The question is pretty limited, and doesn't take anything else into account.

I only use water in my 'hydration pack' for the above 'science experiment' reason. However, I also carry a bottle of sports drink which I'll use first. I still answered "Just plain old water".

As for what your body needs... thats a bit different for everyone.
Depending on who you are, how hard and long you ride, and how much you sweat, you could run out of either fluids or sugars first. Drinking sports drinks is great to replace sugar, but the sugar impedes your rehydration.
Building muscle glycogen (sugar) stores is quite easy, even a moderately fit rider will have enough glycogen to ride at over 75% of their max HR for ~90 min. If you're a heavy sweater and ride slower/shorter, using plain water will rehydrate you the best.
I use gatorade because it tastes better. Hahaha.

wal's picture

I have to admit that when hydration packs 1st came out, beer was a used. Plus everything else.
Hence, the Magical science experiments quickly put an end to all that..

ptpete's picture

After you give your bladder a quick rinse, throw it into the freezer until your next ride.
it will eliminate the chances of any science based offspring, and is always easy to find as well.
Though the wife may object to it being in there.. so be prepared for that.


radar36's picture

I've found that water is fine. I've been following the Paleo diet for the past 7-8 months and I have never felt better. I used to go all for the carb drinks and have one on pretty much every ride regardless of road or MTB. Now I just drink water and I still have plenty of energy.

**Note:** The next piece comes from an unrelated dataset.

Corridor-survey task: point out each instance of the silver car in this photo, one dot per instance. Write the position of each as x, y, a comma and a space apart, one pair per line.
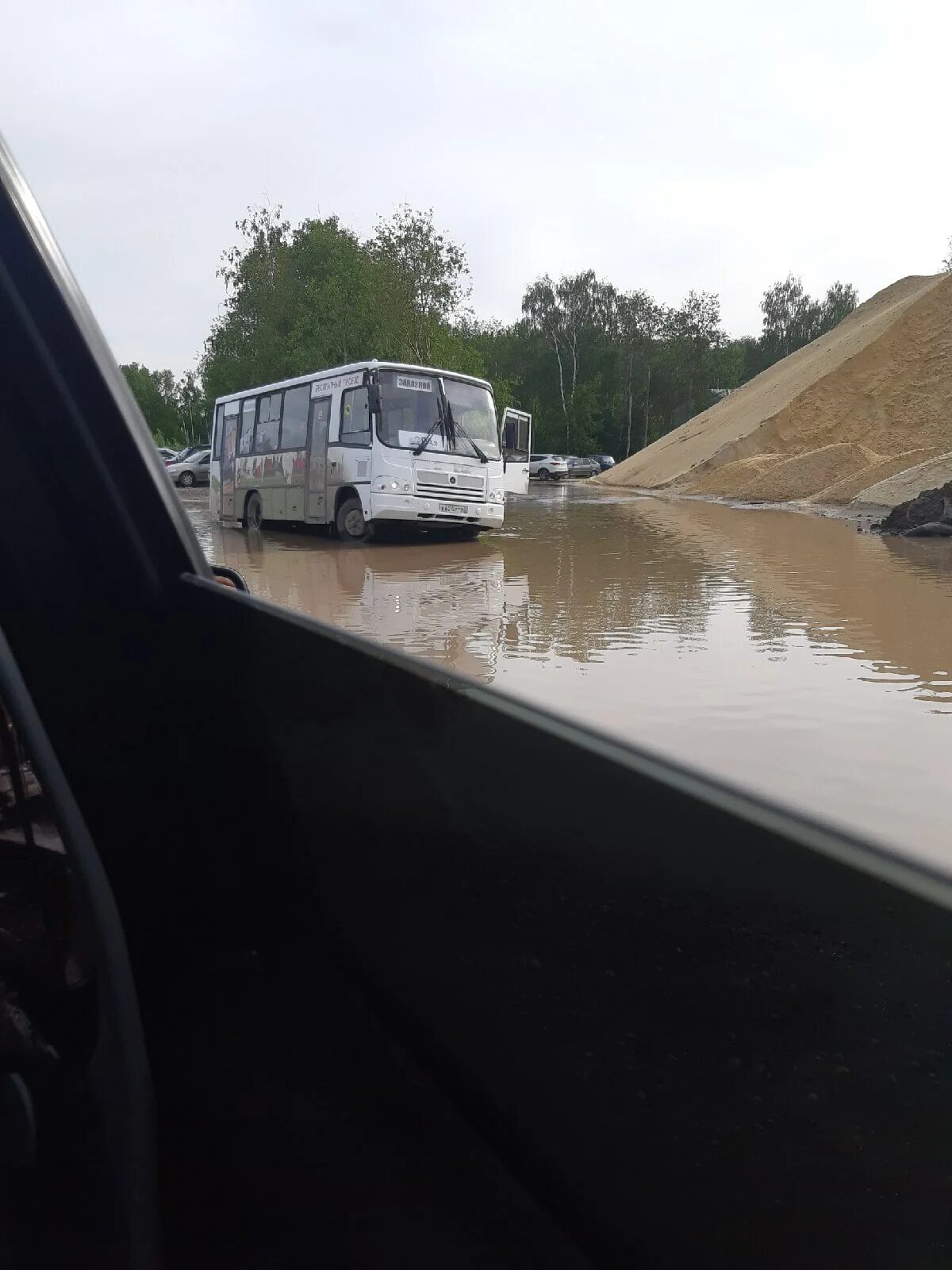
549, 468
194, 470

Over Xmas and New Years weeks, I did several 130k+ road rides with the Fremantle Papa's groups, riding in from Rockingham, then doing the group ride at an average of 40kph. The Boxing day World Champs was 1 banana at home, then a 50k ride in to Freo where I had another banana and a short black coffee, then 75k of absolutely smashing myself trying to stay near the front group while using only 2 bottles of water. Then a small black coffee again in Freo, before heading back to Rockingham. 163k total on 4 bottles of water and 2 bananas, plus 2 short black coffees. Following week was exactly the same for Wednesday (140k - 1 banana) and Thursday (116k - 2 bananas).

I just think that people become reliant on energy drinks or bars and gels. We've become blinded by the fact that there are plenty of natural sources of energy out there, it's just that the normal diet is so heavily loaded with carbs anyway that people seem to think that they need that little bit extra from a carb drink/bar/gel to get through a normal training session.